Hard to Be a God by Arkady & Boris Strugatsky

Hard to Be a GodI’ve read so much more science-fiction these past few years and it’s been a real pleasure to both jump around culturally and in time with the genre. I really need to go back to Asimov now, I think it’s time–I digress.

Arkady’s Russian science-fiction from the 60’s is a culture and technology timepiece. Another Earth (like?), earlier in time, going through its own rise and fall–revolution–ignorance–religion–budding sciences. With these may be meddlesome future Earthlings that have come to observe, but as we know its hard to be an observer if you are in the experiment.

The technology Arkady brings to this dimensional, shuttle, traveled to (?–I’m still not fully clear on how they got here..) but they have a helicopter they exfil people, they want to save. A machine for gold from sawdust–what an alchemist! Pills that revitalize.

It’s kind of comical when compared to some quantum-filled-dreams of the day–which as another digression I wonder how well they will hold up in another 60 years.

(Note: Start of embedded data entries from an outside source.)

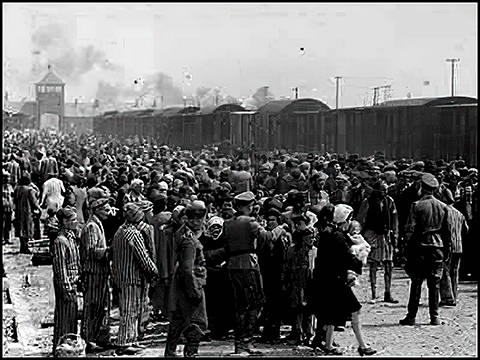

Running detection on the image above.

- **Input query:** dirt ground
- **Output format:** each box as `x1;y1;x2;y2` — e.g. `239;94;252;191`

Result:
3;239;478;357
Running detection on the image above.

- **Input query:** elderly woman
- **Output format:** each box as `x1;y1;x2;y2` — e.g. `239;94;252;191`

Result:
53;207;81;354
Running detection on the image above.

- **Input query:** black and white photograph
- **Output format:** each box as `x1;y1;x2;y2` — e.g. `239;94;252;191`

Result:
2;2;480;358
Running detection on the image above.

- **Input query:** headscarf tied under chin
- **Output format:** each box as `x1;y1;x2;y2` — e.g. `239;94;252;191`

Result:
123;203;145;224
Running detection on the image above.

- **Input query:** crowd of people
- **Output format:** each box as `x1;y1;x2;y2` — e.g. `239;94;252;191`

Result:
2;127;478;357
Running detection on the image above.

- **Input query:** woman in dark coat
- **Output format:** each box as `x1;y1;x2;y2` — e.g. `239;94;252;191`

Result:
312;204;376;355
13;175;41;254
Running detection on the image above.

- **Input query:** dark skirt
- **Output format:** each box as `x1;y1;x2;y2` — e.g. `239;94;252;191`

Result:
229;269;265;314
312;283;362;326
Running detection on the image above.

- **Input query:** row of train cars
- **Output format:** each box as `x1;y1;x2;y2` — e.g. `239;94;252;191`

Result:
92;97;478;166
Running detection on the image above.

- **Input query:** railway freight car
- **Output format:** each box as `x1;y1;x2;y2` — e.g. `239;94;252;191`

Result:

It’s an interesting tale. Something like the Musketeers, but not quite, definitely during some renaissance movement. It reminds me of an early Culture novel on some backwater world with people trying to watch and do-no-harm but inevitably has to get involved or lost themselves trying.

Born in an era when Stalin & Khruschev struggled, it’s not hard to imagine what was rolling around these future intellectualists.

Arkady-Strugatsky“And no matter how much the gray people in power despise knowledge, they can’t do anything about historical objectivity; they can slow it down, but they can’t stop it. Despising and fearing knowledge, they will nonetheless inevitably decide to promote it in order to survive. Sooner or later they will be forced to allow universities and scientific societies, to create research centers, observatories, and laboratories, and thus to create a cadre of people of thought and knowledge: people who are completely beyond their control, people with a completely different psychology and with completely different needs. And these people cannot exist and certainly cannot function in the former atmosphere of low self-interest, banal preoccupations, dull self-satisfaction, and purely carnal needs. They need a new atmosphere— an atmosphere of comprehensive and inclusive learning, permeated with creative tension; they need writers, artists, composers— and the gray people in power are forced to make this concession too. The obstinate ones will be swept aside by their more cunning opponents in the struggle for power, but those who make this concession are, inevitably and paradoxically, digging their own graves against their will. For fatal to the ignorant egoists and fanatics is the growth of a full range of culture in the people— from research in the natural sciences to the ability to marvel at great music. And then comes the associated process of the broad intellectualization of society: an era in which grayness fights its last battles with a brutality that takes humanity back to the middle ages, loses these battles, and forever disappears as an actual force.” ― Arkady Strugatsky

Pretty light, a bit whimsical, a bit dark, and some drama. Nothing tricky and a quick moment between here and there. Enjoy it and ponder.